Fino al 26 aprile allo Spazio Oberdan gli scatti di Robert Capa della campagna alleata nel sud Italia tra il 1943 e il 1944
Ci sono alcuni artisti di cui forse molti non ricordano il nome ma tutti, o quasi, ricordano almeno un'opera. Tra questi c'è sicuramente Robert Capa. Uno dei più grandi fotografi del '900, padre del fotogiornalismo e il cui nome è sinonimo, e non per modo di dire, di reportage di guerra. I suoi scatti della guerra civile spagnola -su tutti la celeberrima "morte del miliaziano"-, dello sbarco in Normandia o della campagna degli alleati nell'Italia meridionale tra l'estate del 1943 e il 1944, non fanno parte soltanto della storia della fotografia, ma sono impresse nella cultura del XX secolo. |
Ciò che maggiormente colpisce nelle immagini, che costituiscono un'immersione nella storia del nostro Paese e nel contempo in quella della fotografia, è anzitutto la sensibilità dello sguardo fotografico di Capa.

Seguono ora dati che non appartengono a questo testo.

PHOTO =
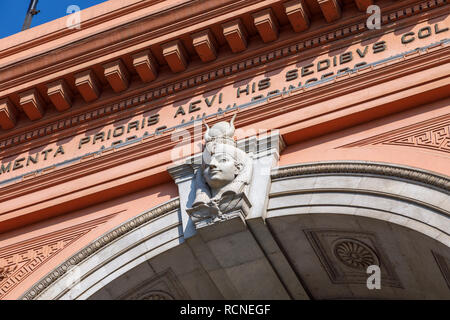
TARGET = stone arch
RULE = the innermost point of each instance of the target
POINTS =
(112, 255)
(334, 219)
(411, 197)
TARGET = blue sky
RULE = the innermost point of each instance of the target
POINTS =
(12, 12)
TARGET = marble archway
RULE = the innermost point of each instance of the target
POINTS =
(317, 216)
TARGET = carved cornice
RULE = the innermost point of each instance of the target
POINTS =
(93, 118)
(159, 143)
(97, 245)
(316, 40)
(364, 168)
(432, 134)
(23, 258)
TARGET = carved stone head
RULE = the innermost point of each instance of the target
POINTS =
(225, 168)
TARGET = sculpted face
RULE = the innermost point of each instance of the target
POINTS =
(220, 170)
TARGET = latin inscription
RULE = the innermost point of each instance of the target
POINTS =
(236, 94)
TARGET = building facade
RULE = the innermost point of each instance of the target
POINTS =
(188, 149)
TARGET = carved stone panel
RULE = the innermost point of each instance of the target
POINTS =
(345, 255)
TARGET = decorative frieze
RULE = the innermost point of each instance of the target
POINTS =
(60, 94)
(236, 35)
(331, 9)
(88, 85)
(205, 45)
(145, 66)
(432, 134)
(117, 75)
(266, 24)
(363, 4)
(97, 245)
(19, 260)
(175, 55)
(7, 114)
(297, 14)
(32, 104)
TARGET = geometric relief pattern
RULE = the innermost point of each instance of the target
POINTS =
(433, 134)
(19, 260)
(163, 286)
(345, 256)
(444, 266)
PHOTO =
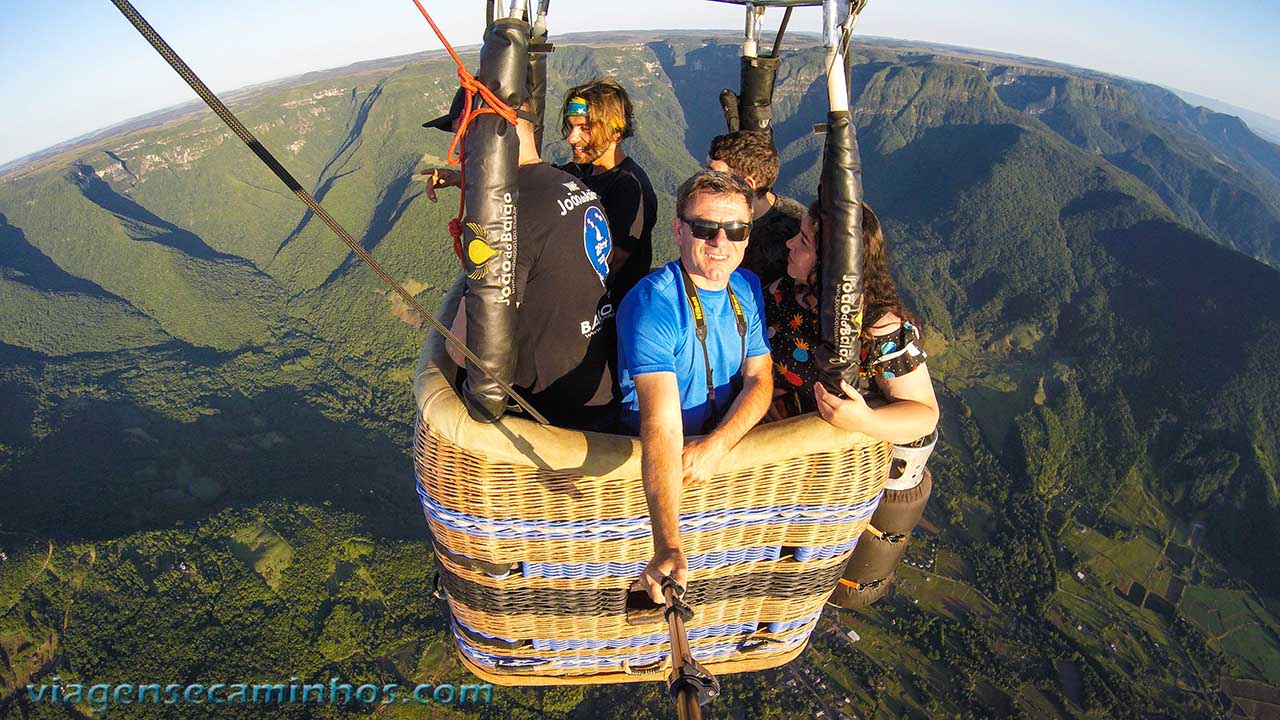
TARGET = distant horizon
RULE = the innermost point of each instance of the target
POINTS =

I fotogrammi non restituiscono l'orrore della guerra attraverso l'immagine cruda; l'inquadratura non cerca il momento eclatante (cosa che peraltro Capa era in grado di fare assumendosi altissimi rischi per la propria incolumità, tanto da morire dilaniato da una mina nel 1953 mentre seguiva la guerra d'Indocina).

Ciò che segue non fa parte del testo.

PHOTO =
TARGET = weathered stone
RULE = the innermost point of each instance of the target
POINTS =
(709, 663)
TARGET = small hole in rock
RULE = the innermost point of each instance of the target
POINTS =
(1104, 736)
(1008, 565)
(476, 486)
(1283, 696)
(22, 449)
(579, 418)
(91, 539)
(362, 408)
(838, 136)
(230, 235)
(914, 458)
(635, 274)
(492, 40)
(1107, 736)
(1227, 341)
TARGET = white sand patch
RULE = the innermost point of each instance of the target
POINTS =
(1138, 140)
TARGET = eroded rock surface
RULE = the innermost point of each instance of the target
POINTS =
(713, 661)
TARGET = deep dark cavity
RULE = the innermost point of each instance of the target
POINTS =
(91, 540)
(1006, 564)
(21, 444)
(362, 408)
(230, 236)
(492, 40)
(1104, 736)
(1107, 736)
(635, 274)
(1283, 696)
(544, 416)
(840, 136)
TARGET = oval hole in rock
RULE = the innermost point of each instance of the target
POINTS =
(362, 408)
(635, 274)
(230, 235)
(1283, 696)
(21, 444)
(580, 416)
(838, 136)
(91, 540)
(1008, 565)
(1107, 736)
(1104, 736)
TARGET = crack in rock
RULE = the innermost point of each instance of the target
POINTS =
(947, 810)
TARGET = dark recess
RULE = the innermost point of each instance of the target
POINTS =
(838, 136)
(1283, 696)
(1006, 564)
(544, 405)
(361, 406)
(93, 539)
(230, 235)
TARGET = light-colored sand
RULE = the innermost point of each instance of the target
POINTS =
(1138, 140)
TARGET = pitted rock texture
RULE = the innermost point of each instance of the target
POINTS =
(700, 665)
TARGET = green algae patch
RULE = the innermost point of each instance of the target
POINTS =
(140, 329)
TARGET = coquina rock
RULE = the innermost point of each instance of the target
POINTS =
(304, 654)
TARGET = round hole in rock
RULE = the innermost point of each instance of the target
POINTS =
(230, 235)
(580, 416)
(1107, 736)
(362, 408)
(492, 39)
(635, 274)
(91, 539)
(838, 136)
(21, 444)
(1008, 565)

Le immagini costituiscono piuttosto una sorta di collage delle emozioni che Capa è riuscito a cogliere risalendo l'Italia meridionale: c'è la fame e la paura della popolazione civile, la disperazione delle madri che piangono i figli uccisi nei bombardamenti, ma c'è anche l'entusiasmo della folla che accoglie le truppe americane, l'incontro spiazzante tra i vecchi contadini siciliani e i giovani JI che, al loro cospetto sembrano giganti. C'è la fuga dei pastori dal fronte di Montecassino, c'è l'umanità travolta dal conflitto e la speranza che non arretra. C'è anche lo sguardo stupito su un mondo totalmente altro con cui il grande fotografo riesce a raccontare con immagini apparentemente semplici un pezzo di storia.